Our current goals are to determine the specific mechanisms and signaling pathways whereby oxidative stress and inflammation lead to cachexia (cancer-induced cachexia models) and dysplasia in the airways of patients with chronic obstructive pulmonary disease (COPD, COPD-lung cancer models). In a second stage, specific therapeutic strategies for each condition will also be explored.
So far, our main research interests have focused on the study of the implications of oxidative stress in the process of skeletal muscle loss, which is characteristic of several conditions such as COPD, sepsis, cancer cachexia, and cardiac cachexia. Oxidative stress induces on the one hand, modifications in both proteins and DNA. On the other, it may act as a signaling pathway leading to muscle proteolysis and apoptosis. Treatment with antioxidants and other therapies that lead to reduced production of reactive oxygen species (ROS) have been proposed as potential pharmacological strategies that may alleviate the muscle loss of those chronic disabling conditions. Our group is currently participating in two financed projects (Ministry of Health) addressing these questions.
Furthermore, it has recently been suggested that both oxidative and nitrosative stress may also be involved in the pathogenesis of lung cancer, and that COPD is a risk factor per se. One of the most relevant ongoing research projects in our group was designed in order to explore to what extent oxidative stress favors lung cancer in the airways of patients with COPD compared to a group of lung cancer patients without COPD. Inflammation and growth factors such as VEGF will also be explored in this project. Our group is currently participating in one financed project addressing these questions and will apply for funds to the Spanish Health Ministry in the next call.
In the last few years, our group has obtained funds from several national and international agencies. At the national level, our projects have been mostly funded by the Spanish Health Ministry, the Spanish Respiratory Society (SEPAR), and the Catalan Respiratory Society (SOCAP). We are also part of the Centro de Investigación en Red de Enfermedades Respiratorias (CibeRes) of the Spanish Health Ministry and also have a grant awarded by the Ajuts de Suport als Grups de Recerca de Catalunya of the Catalan Government (Generalitat de Catalunya). At the international level, our group has received funds from the European Commission (collaborative projects) on several previous occasions. We have recently submitted to the European Commission a collaborative project, coordinated from Pavia (Italy), along with other European partners.

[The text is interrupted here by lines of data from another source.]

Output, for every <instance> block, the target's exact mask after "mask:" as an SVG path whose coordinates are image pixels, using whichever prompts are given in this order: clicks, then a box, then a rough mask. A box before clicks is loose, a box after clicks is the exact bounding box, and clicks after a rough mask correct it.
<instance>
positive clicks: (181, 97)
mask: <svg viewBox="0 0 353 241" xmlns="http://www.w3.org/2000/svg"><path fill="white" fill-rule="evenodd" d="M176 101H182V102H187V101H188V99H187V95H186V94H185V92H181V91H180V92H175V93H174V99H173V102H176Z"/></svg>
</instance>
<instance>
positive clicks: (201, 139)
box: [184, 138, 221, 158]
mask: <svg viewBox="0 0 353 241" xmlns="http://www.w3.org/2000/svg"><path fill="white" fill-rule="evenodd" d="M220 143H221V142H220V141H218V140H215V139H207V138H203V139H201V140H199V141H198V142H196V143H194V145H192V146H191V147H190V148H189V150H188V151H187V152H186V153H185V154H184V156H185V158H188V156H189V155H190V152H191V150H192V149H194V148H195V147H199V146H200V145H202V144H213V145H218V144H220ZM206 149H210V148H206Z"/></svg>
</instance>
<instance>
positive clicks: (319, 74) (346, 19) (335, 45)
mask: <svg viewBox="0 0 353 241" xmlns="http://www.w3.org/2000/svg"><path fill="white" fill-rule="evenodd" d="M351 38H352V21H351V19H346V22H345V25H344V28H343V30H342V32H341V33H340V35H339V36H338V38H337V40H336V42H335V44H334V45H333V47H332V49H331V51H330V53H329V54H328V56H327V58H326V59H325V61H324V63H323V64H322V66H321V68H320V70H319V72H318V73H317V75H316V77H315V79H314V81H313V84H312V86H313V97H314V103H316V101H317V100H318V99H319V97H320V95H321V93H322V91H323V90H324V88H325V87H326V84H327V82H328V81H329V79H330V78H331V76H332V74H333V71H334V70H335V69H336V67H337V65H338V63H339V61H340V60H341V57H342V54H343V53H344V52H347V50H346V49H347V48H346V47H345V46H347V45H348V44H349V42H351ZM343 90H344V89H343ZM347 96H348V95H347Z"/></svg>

Some of us belong to different scientific societies such as the Catalan Respiratory Society (SOCAP), the Spanish Respiratory Society (SEPAR), the European Respiratory Society (ERS), and the American Thoracic Society (ATS). Data from different ongoing studies in our group are presented in the corresponding scientific meetings, being held annually. Some of us also act as reviewers of the corresponding Biomedical Journals of these scientific societies. Furthermore, Dr. Esther Barreiro is one of the Editors of the Spanish Journal Archivos de Bronconeumología (IF: 1.851).